At one point in the film, the girls rally to Susanna’s defense with strange noises and hollering when Susanna encounters the spouse of a professor she slept with during the patients’ ice cream outing. There’s no lack of emotion here, but an outpouring of love by a band of sisters protecting one of their own.
These girls are not social outcasts because of what they fail to do or don’t have; rather it’s for their very contemplation of what they hold in their possession. It is the boundary they cross to challenge themselves to walk society’s border between sane and insane.
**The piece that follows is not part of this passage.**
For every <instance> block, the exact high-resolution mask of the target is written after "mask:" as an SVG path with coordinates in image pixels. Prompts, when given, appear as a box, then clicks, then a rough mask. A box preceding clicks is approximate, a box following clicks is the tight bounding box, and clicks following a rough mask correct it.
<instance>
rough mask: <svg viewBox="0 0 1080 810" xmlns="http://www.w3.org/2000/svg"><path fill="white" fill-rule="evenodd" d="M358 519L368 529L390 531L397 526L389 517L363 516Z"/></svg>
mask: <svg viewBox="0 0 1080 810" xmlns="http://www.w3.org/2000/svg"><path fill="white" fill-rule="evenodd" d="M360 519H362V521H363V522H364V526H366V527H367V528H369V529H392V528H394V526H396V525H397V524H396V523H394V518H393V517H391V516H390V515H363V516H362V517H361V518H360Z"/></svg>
For it’s this idea that the patients at Claymoore must recognize and if they do, walk back out into the world they belong.
This film serves as a helpful reminder of our humanity. Every so often, we forget who we are as people for better or worse as we fall into type casts and stereotypes of those who are different. In the end, nurse, doctor or mental patient, we are still people. Susanna says it best, at one point in the film, “…being crazy is you or me amplified.”